WHY WEST PHILLY ARCHITECTURE GIVES US THE CREEPS
Among the trivia that all prospective students learn on their official tour of Penn is that College Hall was the inspiration for the mansion that houses the Addams family, the “creepy and kooky” clan created by renowned cartoonist and Penn alum Charles Addams. As it turns out, the connection between the two buildings is nothing more than one of the University’s most widely circulated legends.
The idea that Addams — who received a degree in fine arts from Penn in 1934 — based the “mysterious and spooky” mansion on the University’s central building was merely an easy assumption made by those who observed the cartoonist’s “love for towering gothic facades,” according to urban studies professor George Thomas’s book Building America’s First University. In fact, Addams himself repeatedly denied the rumors. But the story was perpetuated by a 1973 Pennsylvania Gazette issue, which featured an illustration of the Addams family standing in front of College Hall on the magazine’s cover.

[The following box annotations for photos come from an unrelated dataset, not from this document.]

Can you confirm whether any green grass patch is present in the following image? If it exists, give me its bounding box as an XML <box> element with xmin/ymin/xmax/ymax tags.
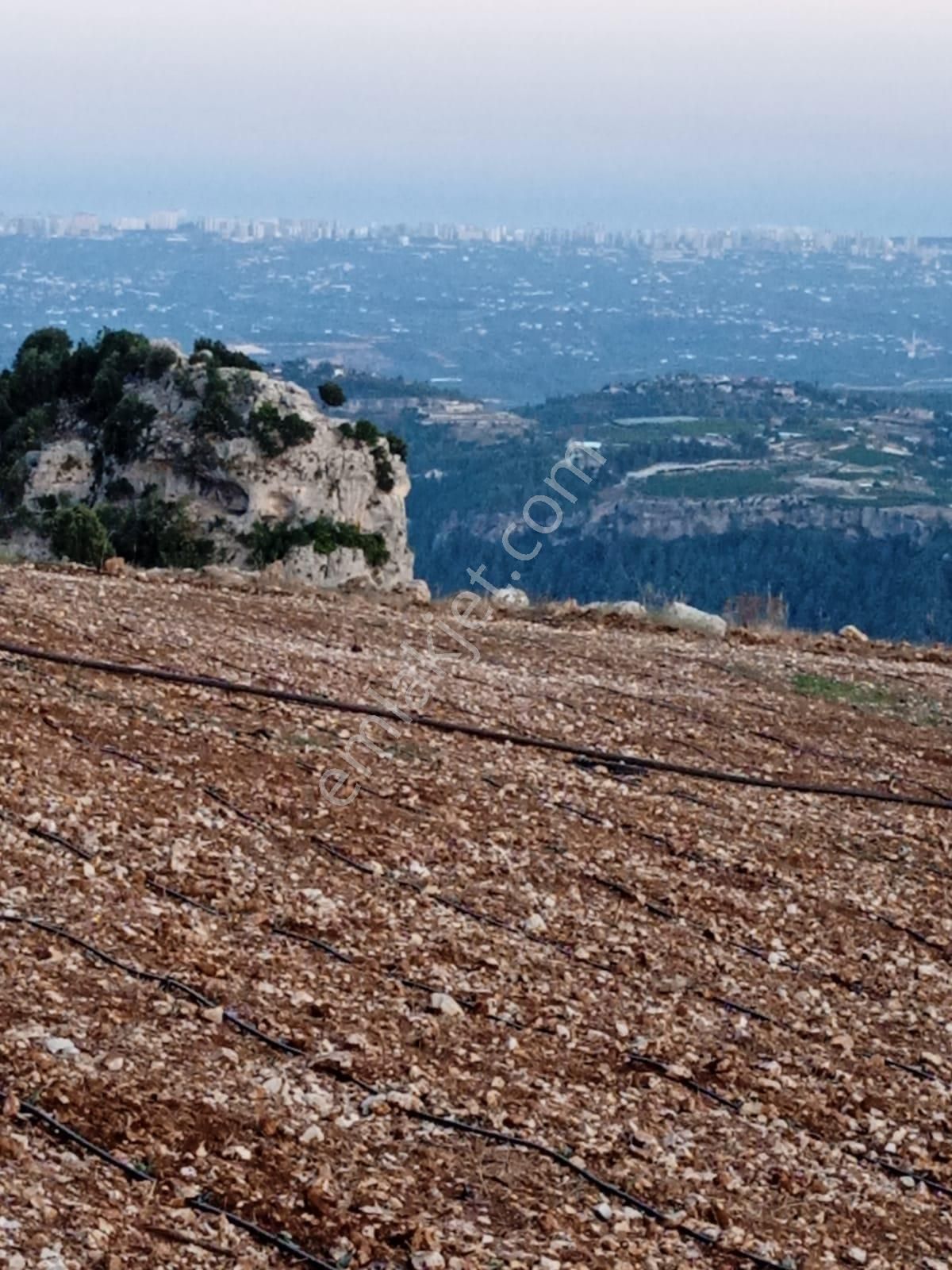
<box><xmin>791</xmin><ymin>675</ymin><xmax>950</xmax><ymax>728</ymax></box>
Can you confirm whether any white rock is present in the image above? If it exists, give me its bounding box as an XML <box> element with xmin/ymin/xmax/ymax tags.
<box><xmin>662</xmin><ymin>599</ymin><xmax>727</xmax><ymax>639</ymax></box>
<box><xmin>493</xmin><ymin>587</ymin><xmax>529</xmax><ymax>608</ymax></box>
<box><xmin>410</xmin><ymin>1253</ymin><xmax>447</xmax><ymax>1270</ymax></box>
<box><xmin>43</xmin><ymin>1037</ymin><xmax>80</xmax><ymax>1058</ymax></box>
<box><xmin>839</xmin><ymin>626</ymin><xmax>869</xmax><ymax>644</ymax></box>
<box><xmin>430</xmin><ymin>992</ymin><xmax>463</xmax><ymax>1018</ymax></box>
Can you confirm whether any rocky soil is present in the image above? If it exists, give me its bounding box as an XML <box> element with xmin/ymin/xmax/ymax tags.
<box><xmin>0</xmin><ymin>568</ymin><xmax>952</xmax><ymax>1270</ymax></box>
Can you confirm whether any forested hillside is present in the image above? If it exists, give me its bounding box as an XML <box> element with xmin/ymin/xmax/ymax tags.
<box><xmin>286</xmin><ymin>364</ymin><xmax>952</xmax><ymax>640</ymax></box>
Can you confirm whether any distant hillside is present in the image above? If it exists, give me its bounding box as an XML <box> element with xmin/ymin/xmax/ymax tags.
<box><xmin>289</xmin><ymin>375</ymin><xmax>952</xmax><ymax>640</ymax></box>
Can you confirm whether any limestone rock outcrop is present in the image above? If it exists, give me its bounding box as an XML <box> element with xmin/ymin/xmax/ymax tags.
<box><xmin>14</xmin><ymin>341</ymin><xmax>413</xmax><ymax>589</ymax></box>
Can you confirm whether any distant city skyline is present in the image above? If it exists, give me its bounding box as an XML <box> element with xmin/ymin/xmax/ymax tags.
<box><xmin>0</xmin><ymin>0</ymin><xmax>952</xmax><ymax>233</ymax></box>
<box><xmin>0</xmin><ymin>206</ymin><xmax>952</xmax><ymax>250</ymax></box>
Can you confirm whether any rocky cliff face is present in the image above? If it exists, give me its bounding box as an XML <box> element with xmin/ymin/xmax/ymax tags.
<box><xmin>14</xmin><ymin>349</ymin><xmax>413</xmax><ymax>589</ymax></box>
<box><xmin>597</xmin><ymin>491</ymin><xmax>952</xmax><ymax>541</ymax></box>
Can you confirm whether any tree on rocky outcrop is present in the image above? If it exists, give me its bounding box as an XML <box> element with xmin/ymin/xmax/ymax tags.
<box><xmin>49</xmin><ymin>503</ymin><xmax>113</xmax><ymax>569</ymax></box>
<box><xmin>317</xmin><ymin>379</ymin><xmax>347</xmax><ymax>410</ymax></box>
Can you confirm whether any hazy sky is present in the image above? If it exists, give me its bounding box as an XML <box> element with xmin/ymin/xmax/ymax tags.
<box><xmin>0</xmin><ymin>0</ymin><xmax>952</xmax><ymax>233</ymax></box>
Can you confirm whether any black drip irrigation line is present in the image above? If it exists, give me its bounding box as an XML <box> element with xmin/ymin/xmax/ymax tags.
<box><xmin>406</xmin><ymin>1109</ymin><xmax>789</xmax><ymax>1270</ymax></box>
<box><xmin>0</xmin><ymin>913</ymin><xmax>305</xmax><ymax>1058</ymax></box>
<box><xmin>0</xmin><ymin>640</ymin><xmax>952</xmax><ymax>811</ymax></box>
<box><xmin>0</xmin><ymin>913</ymin><xmax>789</xmax><ymax>1270</ymax></box>
<box><xmin>186</xmin><ymin>1195</ymin><xmax>340</xmax><ymax>1270</ymax></box>
<box><xmin>311</xmin><ymin>836</ymin><xmax>946</xmax><ymax>1084</ymax></box>
<box><xmin>0</xmin><ymin>808</ymin><xmax>95</xmax><ymax>860</ymax></box>
<box><xmin>19</xmin><ymin>1099</ymin><xmax>155</xmax><ymax>1183</ymax></box>
<box><xmin>7</xmin><ymin>1091</ymin><xmax>338</xmax><ymax>1270</ymax></box>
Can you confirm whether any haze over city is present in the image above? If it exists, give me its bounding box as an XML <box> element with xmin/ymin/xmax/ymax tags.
<box><xmin>0</xmin><ymin>0</ymin><xmax>952</xmax><ymax>233</ymax></box>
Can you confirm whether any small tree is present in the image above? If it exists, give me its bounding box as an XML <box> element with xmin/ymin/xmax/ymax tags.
<box><xmin>317</xmin><ymin>379</ymin><xmax>347</xmax><ymax>410</ymax></box>
<box><xmin>49</xmin><ymin>503</ymin><xmax>113</xmax><ymax>569</ymax></box>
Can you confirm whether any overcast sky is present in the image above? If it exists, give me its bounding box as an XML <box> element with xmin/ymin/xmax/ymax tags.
<box><xmin>0</xmin><ymin>0</ymin><xmax>952</xmax><ymax>233</ymax></box>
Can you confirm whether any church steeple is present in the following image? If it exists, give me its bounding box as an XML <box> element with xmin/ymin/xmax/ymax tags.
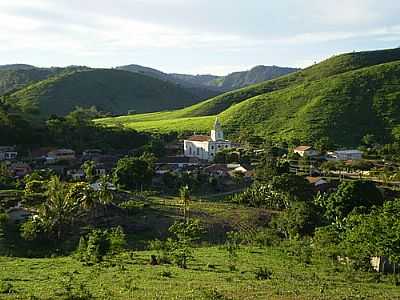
<box><xmin>211</xmin><ymin>117</ymin><xmax>224</xmax><ymax>141</ymax></box>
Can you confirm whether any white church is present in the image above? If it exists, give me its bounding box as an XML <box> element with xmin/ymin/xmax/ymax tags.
<box><xmin>183</xmin><ymin>117</ymin><xmax>232</xmax><ymax>161</ymax></box>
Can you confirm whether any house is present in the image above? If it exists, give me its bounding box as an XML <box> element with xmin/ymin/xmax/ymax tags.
<box><xmin>82</xmin><ymin>149</ymin><xmax>103</xmax><ymax>160</ymax></box>
<box><xmin>0</xmin><ymin>146</ymin><xmax>18</xmax><ymax>160</ymax></box>
<box><xmin>183</xmin><ymin>118</ymin><xmax>232</xmax><ymax>161</ymax></box>
<box><xmin>306</xmin><ymin>176</ymin><xmax>329</xmax><ymax>192</ymax></box>
<box><xmin>370</xmin><ymin>256</ymin><xmax>399</xmax><ymax>273</ymax></box>
<box><xmin>90</xmin><ymin>181</ymin><xmax>116</xmax><ymax>192</ymax></box>
<box><xmin>203</xmin><ymin>164</ymin><xmax>229</xmax><ymax>177</ymax></box>
<box><xmin>6</xmin><ymin>204</ymin><xmax>32</xmax><ymax>222</ymax></box>
<box><xmin>67</xmin><ymin>169</ymin><xmax>85</xmax><ymax>181</ymax></box>
<box><xmin>327</xmin><ymin>150</ymin><xmax>363</xmax><ymax>160</ymax></box>
<box><xmin>156</xmin><ymin>156</ymin><xmax>200</xmax><ymax>169</ymax></box>
<box><xmin>293</xmin><ymin>146</ymin><xmax>319</xmax><ymax>157</ymax></box>
<box><xmin>9</xmin><ymin>162</ymin><xmax>32</xmax><ymax>177</ymax></box>
<box><xmin>46</xmin><ymin>149</ymin><xmax>76</xmax><ymax>162</ymax></box>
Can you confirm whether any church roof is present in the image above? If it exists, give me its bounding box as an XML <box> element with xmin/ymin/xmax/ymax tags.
<box><xmin>188</xmin><ymin>135</ymin><xmax>211</xmax><ymax>142</ymax></box>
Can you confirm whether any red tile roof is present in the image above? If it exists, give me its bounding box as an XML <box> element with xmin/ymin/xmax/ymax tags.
<box><xmin>188</xmin><ymin>135</ymin><xmax>211</xmax><ymax>142</ymax></box>
<box><xmin>294</xmin><ymin>146</ymin><xmax>312</xmax><ymax>151</ymax></box>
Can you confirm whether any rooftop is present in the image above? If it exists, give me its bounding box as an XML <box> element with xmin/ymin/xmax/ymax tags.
<box><xmin>188</xmin><ymin>135</ymin><xmax>211</xmax><ymax>142</ymax></box>
<box><xmin>294</xmin><ymin>146</ymin><xmax>312</xmax><ymax>151</ymax></box>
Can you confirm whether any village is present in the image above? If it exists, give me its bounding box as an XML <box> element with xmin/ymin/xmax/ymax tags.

The cartoonist, who passed away in 1988, has left a more legitimate legacy on campus in recent years, however. In 2001, the former Faculty Club was renovated and renamed Charles Addams Fine Arts Hall, thanks to a donation from his widow. The building, located at Walnut and 36th Streets, was the first permanent home for the Penn fine arts department.
Though the rumors about College Hall are decidedly false, campus is filled with other eerie Gothic architecture that could have inspired Addams. Chances are Cousin It and the gang would feel right at home at Penn.
— Inna Lifshin
PENN DOES ITS BEST TO PROTECT STUDENT VIRGINITY
For many freshmen, the Hill College House experience is marked by cramped quarters, co-ed camaraderie and gossip of hallcest. But 50 years ago, the dormitory was all-female — a housing policy reinforced by the building’s medieval design.
Hill, originally named the Women’s Residence Hall, was built in 1960 with a drawbridge, moat and spiked fence intended to keep those frisky men out. This was also done to “make parents feel secure about their daughters moving into Wild West Philly,” said Thomas. During these years, gender-specific housing was just one way of ensuring that women would stay out of trouble — female students were required to wear skirts or dresses to class and had to abide by an 11 p.m. curfew, according to a 2001 article from the Daily Pennsylvanian. Penn dorms finally became co-ed in 1970, when 100 female students were allowed to live in the Quad for the first time.